Along with having the peace of mind that went with knowing he would be earning $47 million by the time he was 30, and playing in a place he was confident would continue to be a winning environment, there was the issue of an insurance policy.
After missing his final start of the 2005 season with shoulder stiffness, Beckett’s insurance company informed him that it would insure every part of his body but his right shoulder. It was a problem that played a factor in approaching his future.
“I think if I had that insurance policy it would have been a little easier to go to (the Red Sox) with a hard number,” said Beckett, whose shoulder still isn’t insured but can be if he pitches approximately 600 innings (from the time he started with the Red Sox) without report of any shoulder ailment. “The way it happened was that we both sat down and hammered out something that made us both happy. I got that insurance with the contract.”
At the time of the back-and-forth in St. Petersburg, Beckett was carrying a 4.59 ERA to go with 10 wins. By the time the deal was inked, his ERA had risen to 5.12.

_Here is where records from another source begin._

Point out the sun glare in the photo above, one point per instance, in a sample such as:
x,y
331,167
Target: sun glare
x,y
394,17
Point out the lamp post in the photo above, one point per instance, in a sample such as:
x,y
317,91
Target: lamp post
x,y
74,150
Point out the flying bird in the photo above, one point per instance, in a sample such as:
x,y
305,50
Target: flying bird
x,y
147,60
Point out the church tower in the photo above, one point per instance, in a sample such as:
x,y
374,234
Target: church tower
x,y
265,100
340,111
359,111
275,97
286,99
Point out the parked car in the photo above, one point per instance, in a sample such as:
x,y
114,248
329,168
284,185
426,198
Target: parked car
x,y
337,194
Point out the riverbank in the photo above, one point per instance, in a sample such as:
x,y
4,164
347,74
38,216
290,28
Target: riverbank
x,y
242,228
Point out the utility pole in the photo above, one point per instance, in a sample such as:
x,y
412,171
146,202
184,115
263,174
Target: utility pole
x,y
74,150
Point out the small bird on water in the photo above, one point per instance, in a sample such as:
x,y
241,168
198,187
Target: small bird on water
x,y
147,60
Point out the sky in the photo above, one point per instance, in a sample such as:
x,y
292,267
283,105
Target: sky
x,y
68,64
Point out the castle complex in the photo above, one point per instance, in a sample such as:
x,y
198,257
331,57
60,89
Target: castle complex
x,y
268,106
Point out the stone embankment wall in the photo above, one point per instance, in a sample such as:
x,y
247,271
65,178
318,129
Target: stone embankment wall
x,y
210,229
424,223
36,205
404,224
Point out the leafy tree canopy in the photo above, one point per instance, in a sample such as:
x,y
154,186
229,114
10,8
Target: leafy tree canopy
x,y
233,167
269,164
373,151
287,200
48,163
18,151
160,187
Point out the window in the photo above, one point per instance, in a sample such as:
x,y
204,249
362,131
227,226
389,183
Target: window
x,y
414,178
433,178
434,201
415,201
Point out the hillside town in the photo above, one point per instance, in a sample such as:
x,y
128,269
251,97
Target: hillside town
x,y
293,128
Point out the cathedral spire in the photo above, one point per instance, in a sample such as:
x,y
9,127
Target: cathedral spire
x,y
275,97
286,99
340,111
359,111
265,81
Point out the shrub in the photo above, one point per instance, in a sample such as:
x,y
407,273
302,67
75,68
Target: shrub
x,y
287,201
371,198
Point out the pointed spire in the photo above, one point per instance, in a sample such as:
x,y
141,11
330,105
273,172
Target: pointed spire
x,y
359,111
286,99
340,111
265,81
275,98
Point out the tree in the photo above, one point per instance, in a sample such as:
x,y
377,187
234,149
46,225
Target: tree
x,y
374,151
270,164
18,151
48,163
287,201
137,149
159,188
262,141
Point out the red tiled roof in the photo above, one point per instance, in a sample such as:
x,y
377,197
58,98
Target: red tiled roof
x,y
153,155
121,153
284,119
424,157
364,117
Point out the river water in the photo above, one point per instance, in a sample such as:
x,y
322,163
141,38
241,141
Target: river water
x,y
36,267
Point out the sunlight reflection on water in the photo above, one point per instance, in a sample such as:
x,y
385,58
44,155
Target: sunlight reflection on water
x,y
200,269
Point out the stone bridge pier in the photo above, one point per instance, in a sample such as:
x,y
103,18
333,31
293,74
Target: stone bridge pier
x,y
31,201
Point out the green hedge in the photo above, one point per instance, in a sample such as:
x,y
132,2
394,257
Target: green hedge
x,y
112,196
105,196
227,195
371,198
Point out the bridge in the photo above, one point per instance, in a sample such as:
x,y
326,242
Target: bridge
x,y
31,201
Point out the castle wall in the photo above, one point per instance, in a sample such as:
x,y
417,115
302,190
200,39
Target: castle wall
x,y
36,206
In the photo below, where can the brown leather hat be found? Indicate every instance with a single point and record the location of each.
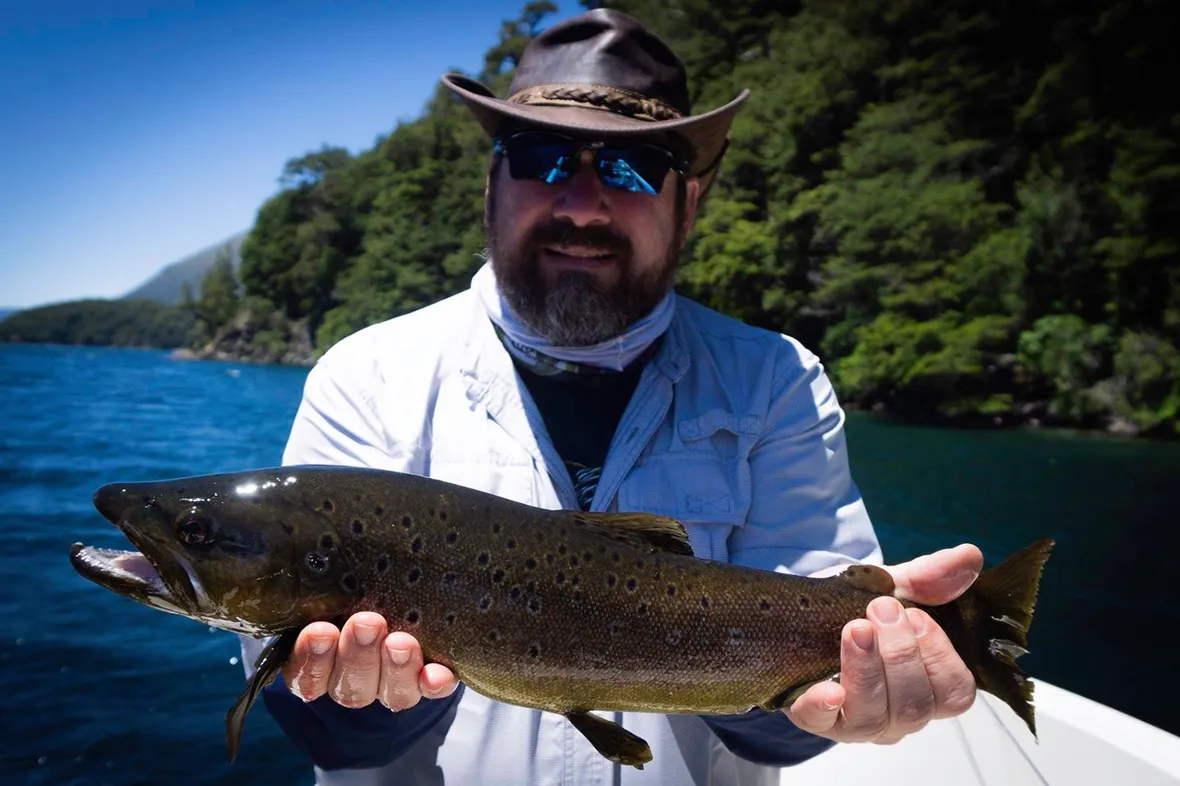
(602, 73)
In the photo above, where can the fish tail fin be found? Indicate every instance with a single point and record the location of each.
(989, 624)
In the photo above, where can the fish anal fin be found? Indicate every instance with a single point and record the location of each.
(266, 669)
(640, 530)
(788, 696)
(870, 578)
(611, 740)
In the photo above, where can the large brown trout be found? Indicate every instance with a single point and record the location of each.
(558, 610)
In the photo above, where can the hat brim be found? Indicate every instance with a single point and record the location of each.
(706, 132)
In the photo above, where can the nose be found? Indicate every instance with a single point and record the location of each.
(584, 200)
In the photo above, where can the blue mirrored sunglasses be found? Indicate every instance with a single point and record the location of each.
(634, 166)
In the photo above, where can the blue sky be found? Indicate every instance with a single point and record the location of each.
(136, 132)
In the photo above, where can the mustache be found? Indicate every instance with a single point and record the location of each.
(564, 233)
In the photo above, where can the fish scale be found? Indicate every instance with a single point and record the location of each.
(564, 611)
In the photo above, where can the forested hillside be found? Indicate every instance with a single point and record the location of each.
(968, 208)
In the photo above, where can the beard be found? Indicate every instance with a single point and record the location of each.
(575, 310)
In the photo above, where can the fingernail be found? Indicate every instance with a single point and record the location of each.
(863, 637)
(887, 610)
(917, 621)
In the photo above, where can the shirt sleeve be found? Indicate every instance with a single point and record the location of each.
(799, 465)
(338, 423)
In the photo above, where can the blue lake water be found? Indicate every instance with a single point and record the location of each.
(102, 690)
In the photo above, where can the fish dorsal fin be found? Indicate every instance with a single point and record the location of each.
(638, 530)
(869, 578)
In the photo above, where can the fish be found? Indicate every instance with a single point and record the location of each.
(559, 610)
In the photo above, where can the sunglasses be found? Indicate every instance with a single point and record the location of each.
(634, 166)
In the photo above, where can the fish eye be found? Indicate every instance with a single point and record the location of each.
(195, 530)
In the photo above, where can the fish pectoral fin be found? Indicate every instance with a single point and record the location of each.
(638, 529)
(266, 669)
(790, 695)
(611, 740)
(870, 578)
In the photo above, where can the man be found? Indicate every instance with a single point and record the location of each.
(571, 375)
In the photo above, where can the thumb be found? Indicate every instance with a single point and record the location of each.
(938, 577)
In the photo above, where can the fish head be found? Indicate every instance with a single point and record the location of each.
(236, 551)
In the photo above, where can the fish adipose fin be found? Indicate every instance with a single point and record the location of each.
(638, 530)
(989, 624)
(611, 740)
(266, 669)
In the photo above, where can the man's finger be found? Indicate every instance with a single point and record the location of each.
(950, 681)
(911, 701)
(309, 667)
(356, 674)
(863, 676)
(939, 577)
(401, 660)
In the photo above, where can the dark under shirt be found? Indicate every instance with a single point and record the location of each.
(581, 414)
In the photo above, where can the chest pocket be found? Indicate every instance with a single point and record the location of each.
(700, 476)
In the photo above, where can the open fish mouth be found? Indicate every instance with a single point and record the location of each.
(133, 575)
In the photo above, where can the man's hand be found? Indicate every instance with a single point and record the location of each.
(898, 670)
(360, 663)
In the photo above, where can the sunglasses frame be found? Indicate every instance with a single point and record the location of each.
(503, 145)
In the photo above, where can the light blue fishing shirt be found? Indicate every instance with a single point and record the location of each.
(732, 430)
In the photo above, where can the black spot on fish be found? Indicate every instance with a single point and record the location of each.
(316, 563)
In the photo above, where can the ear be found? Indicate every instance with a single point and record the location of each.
(692, 198)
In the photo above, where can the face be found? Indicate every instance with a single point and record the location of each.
(578, 262)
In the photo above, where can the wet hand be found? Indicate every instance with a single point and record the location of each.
(898, 669)
(361, 663)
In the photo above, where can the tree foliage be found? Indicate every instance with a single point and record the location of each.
(968, 208)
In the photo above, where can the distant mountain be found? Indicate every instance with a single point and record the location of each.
(166, 285)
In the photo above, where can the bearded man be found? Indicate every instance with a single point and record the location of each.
(571, 374)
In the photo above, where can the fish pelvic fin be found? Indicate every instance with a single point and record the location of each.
(611, 740)
(989, 626)
(649, 530)
(266, 669)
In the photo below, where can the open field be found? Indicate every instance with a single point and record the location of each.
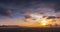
(31, 29)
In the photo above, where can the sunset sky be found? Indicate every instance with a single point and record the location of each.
(13, 11)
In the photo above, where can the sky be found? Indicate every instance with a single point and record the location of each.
(13, 11)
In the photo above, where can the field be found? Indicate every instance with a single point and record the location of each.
(25, 29)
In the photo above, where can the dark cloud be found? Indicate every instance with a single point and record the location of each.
(27, 6)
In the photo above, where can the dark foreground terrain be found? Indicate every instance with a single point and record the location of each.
(22, 29)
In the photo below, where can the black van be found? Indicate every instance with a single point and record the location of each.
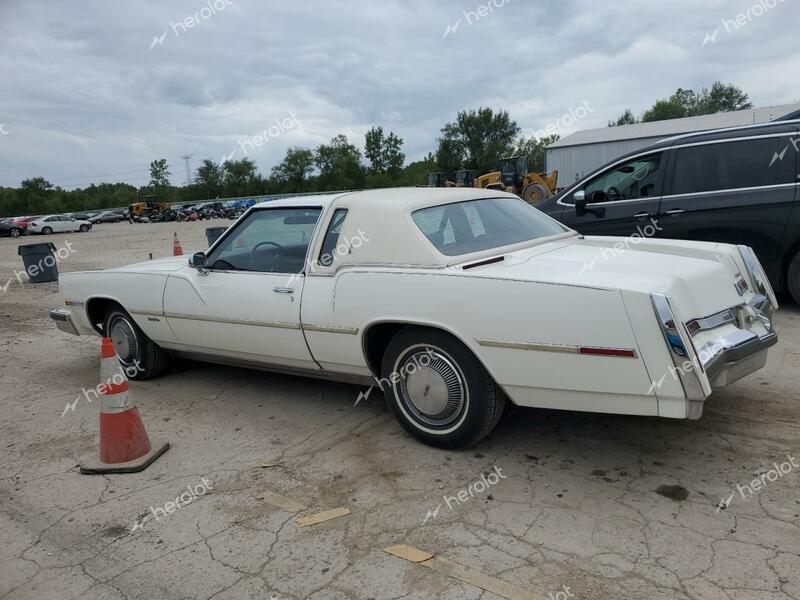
(738, 186)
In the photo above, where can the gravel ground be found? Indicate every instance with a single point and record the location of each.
(587, 506)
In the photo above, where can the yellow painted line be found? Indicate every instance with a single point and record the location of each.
(325, 515)
(281, 502)
(462, 573)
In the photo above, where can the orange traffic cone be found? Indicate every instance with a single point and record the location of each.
(124, 445)
(176, 245)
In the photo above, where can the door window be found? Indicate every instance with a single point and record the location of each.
(268, 241)
(732, 165)
(638, 178)
(328, 251)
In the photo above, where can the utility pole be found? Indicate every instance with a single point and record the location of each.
(186, 158)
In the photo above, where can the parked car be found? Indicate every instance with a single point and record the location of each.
(17, 226)
(734, 186)
(454, 300)
(107, 216)
(9, 228)
(57, 224)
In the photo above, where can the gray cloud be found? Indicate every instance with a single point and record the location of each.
(82, 94)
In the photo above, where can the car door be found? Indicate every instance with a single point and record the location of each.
(736, 190)
(67, 224)
(245, 304)
(620, 200)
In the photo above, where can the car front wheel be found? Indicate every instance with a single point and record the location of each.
(140, 356)
(439, 390)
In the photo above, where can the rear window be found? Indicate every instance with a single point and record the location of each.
(733, 165)
(477, 225)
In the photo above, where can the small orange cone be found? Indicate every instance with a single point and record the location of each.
(176, 245)
(124, 445)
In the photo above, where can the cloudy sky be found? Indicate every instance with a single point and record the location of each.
(95, 90)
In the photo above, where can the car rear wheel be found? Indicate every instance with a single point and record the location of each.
(793, 278)
(138, 354)
(438, 389)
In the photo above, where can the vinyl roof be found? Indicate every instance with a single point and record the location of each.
(671, 127)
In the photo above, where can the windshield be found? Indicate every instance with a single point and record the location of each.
(476, 225)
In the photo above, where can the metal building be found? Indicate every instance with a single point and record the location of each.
(582, 152)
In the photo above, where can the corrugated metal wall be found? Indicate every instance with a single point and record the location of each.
(573, 162)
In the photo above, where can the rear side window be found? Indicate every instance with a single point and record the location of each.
(733, 165)
(326, 254)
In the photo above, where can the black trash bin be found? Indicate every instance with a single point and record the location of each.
(40, 262)
(213, 233)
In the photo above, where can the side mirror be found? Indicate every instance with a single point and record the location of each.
(198, 260)
(580, 202)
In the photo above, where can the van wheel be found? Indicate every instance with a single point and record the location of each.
(140, 356)
(439, 390)
(793, 278)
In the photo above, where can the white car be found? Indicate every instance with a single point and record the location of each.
(455, 301)
(57, 224)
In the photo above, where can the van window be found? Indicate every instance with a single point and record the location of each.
(638, 178)
(732, 165)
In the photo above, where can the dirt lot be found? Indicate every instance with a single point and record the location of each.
(575, 515)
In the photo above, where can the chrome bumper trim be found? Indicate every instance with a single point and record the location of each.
(63, 319)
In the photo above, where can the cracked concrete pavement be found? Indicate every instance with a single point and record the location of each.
(577, 506)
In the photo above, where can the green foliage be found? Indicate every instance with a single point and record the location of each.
(294, 170)
(339, 164)
(533, 149)
(626, 118)
(384, 153)
(476, 140)
(721, 97)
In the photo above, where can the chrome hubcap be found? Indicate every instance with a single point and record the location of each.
(124, 340)
(431, 387)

“Given the circumstances, yeah,” said Beckett when asked if he was surprised Francona approached him with the idea. “Their job is to try and save money by getting guys when they aren’t on the pinnacle part of their performance. To me, it was all about getting that security and playing somewhere I wanted to play.”
Contrast Beckett's wisdom--negotiating a win-win with his club--to Samuel's questionable testing of the market, as reported by John Tomase:
[Deion] Branch can’t help but view from afar the deteriorating negotiations between his friend Samuel and the Patriots.
“We’ve spoken,” Branch said yesterday from Seattle after spending the majority of his offseason in Boston. “Our situations are the same as far as holding out, but they’re two different examples. I was due about $1 million. He’s due $7.8 million. The most important thing I tell him is to do what’s in his heart. If he feels holding out is the right thing, then that’s what he should do.”
While stressing he was merely speaking for himself, Branch admitted he’d have had a hard time leaving almost $8 million on the table.
“It would be different if you were in his shoes,” Branch said. “If Zant goes out there, plays one down and gets hurt, he’ll get that $7.79 million and then when his contract’s up, what’s going to happen? ‘We don’t want to sign you.’ That would be the case throughout the league.
I've already debunked some other Branch mythology here, here and here.